The cinema of the North-East is as diverse as the region itself. Ever since the release of the first Assamese film, Jyoti Prasad Agarwal’s Joymoti, in 1935, countless movies have been made in the major regional languages Assamese and Manipuri as well as in dialects such as Karbi, Mishing, Bodo, Kokborok, Khasi, Sherdukpong, Wancho and Sadri. Digital filmmaking technologies have recently boosted the number of productions as well as enabled filmmakers to engage with different storytelling styles. Some of the more interesting work is emerging from the various dialects rather than the Assamese and Manipuri film industries.

Due to a shortage of movie theatres across the region, such films are exhibited mostly through screenings at community centres. They are also occasionally available through DVD and VCDs. The national broadcaster Doordarshan’s policy to broadcast National Film Award winners on their channels and pay the producers screening fees has created larger audiences for these films. Here are five titles made over the last decade that attest to the vibrancy of narratives and themes in the North-East.

Yarwng (2008) Joseph Pulinthanath was born in Kerala but has spent the greater part of his life in the North-East. He made the first feature in the Kokborok language in 2003, titled Matei. His second feature, Yarwng (2008) is the story of the large-scale displacement of indigenous people by a hydel project in Tripura in the 1970s. “Yarwng emerged from the numerous encounters ​we had​ with displaced people,” the director said. “All the incidents and emotional turmoil depicted in the film were based on true events and were included because we found they were all​ etched in the subconscious psyche of the people.”

The trailer of ‘Yarwng.’

Ko:Yad (2012) Veteran Assamese film director Manju Borah made her seventh film about the Mishing tribe and in the Mishing dialect. The film was shot on 35mm stock by renowned cinematographer Sudhir Palsane, for which he won the National Film Award. Shot over just 20 days, Ko: Yad is about the life of Pokkam, who belongs to the Mishing community and lives by the river. We see his childhood, his wedding, the birth of his children, and his later years as he is betrayed by his friends, creditors, children, and ultimately the river itself. “There is a larger philosophy my film talks about, how there is nothing permanent in life and there are no people, possessions or relationships that you can hold on to,” Borah said. Ko: Yad was screened at the International Film Festival of India in 2013, and won a special mention award at the Mumbai Film Festival the same year.

The trailer of ‘Ko: Yad’.

Crossing Bridges (2013) Sange Dorjee Thongdok, a graduate in direction from the Satyajit Ray Film & Television Institute of India, made his debut in his native tongue, Sherdukpen. Almost all the crew members were his batchmates from the film institute. Crossing Bridges is about Tashi, who returns to his village in Arunachal Pradesh after eight years. Tashi has lost his job in the city, and he rediscovers his home and a way of life that he has kept at arm’s length. The film was released across India through PVR Cinemas’ Director’s Rare label in 2014.

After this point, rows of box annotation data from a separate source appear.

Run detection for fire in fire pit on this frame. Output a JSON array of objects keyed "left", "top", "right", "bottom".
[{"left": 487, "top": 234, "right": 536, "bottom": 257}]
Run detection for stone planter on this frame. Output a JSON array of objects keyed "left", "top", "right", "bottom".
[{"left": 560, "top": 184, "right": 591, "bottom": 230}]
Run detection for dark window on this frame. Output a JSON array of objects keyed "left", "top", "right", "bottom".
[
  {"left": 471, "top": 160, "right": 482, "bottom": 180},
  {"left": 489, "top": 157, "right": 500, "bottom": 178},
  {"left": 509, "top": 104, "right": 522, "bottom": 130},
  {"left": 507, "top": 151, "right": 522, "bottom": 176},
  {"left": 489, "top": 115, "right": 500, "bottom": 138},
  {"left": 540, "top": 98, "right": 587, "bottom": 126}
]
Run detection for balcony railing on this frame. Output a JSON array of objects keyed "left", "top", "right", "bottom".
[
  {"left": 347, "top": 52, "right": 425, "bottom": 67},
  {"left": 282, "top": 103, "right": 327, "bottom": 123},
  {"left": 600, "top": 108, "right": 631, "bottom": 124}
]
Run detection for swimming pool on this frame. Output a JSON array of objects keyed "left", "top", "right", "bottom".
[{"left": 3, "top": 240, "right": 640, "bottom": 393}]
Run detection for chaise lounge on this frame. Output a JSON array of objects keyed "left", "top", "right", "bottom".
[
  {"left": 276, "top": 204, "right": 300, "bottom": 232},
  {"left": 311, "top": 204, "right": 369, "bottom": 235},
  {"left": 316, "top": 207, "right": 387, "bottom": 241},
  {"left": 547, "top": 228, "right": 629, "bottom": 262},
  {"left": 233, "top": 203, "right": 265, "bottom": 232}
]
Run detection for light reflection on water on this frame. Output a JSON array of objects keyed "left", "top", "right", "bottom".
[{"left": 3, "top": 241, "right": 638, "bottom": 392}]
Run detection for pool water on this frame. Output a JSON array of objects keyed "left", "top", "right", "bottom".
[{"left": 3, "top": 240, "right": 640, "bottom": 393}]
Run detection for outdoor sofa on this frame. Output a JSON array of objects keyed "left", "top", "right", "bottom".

The trailer of ‘Crossing Bridges.

Orong (2014) Made in the Rabha language, Suraj Kumar Duwarah’s film is an account of a 14 year-old boy named Rasong who lives with his step-father, mother and younger brother in a small village in Assam. Rasong has to leave his school to work at a diesel pump to support his family despite his mother’s reluctance. Since the pump site is situated deep inside the forest, he is tormented by isolation and faces a few unusual situations. A graduate of Jyoti Chitraban Film and Television Institute in Guwahati, Duwarah worked as a cinematographer before becoming a filmmaker. “Although Orong has been officially certified as being in the Rabha language, its soul is in Assamese, as this film represents the life and issues of an ethnic group who are the sons of the soil of Assam,” he said.

The Head Hunter (2015) Nilanjan Dutta, a graduate in film editing from the Film & Television Institute of India, made his debut in the Wancho language. An old man from a headhunting tribe of India lives in a forest nearly as ancient as him. ”By making the film I want to show the human side of the tribe, and display their symbiotic relationship with nature as they come from a huge forest area,” Dutta said. The movie was shown at the International Film Festival of India in 2015, and won the Aravindan Puraskaram for the Best Debutant Film Maker of 2015 at the Kerala State Government film awards in 2016.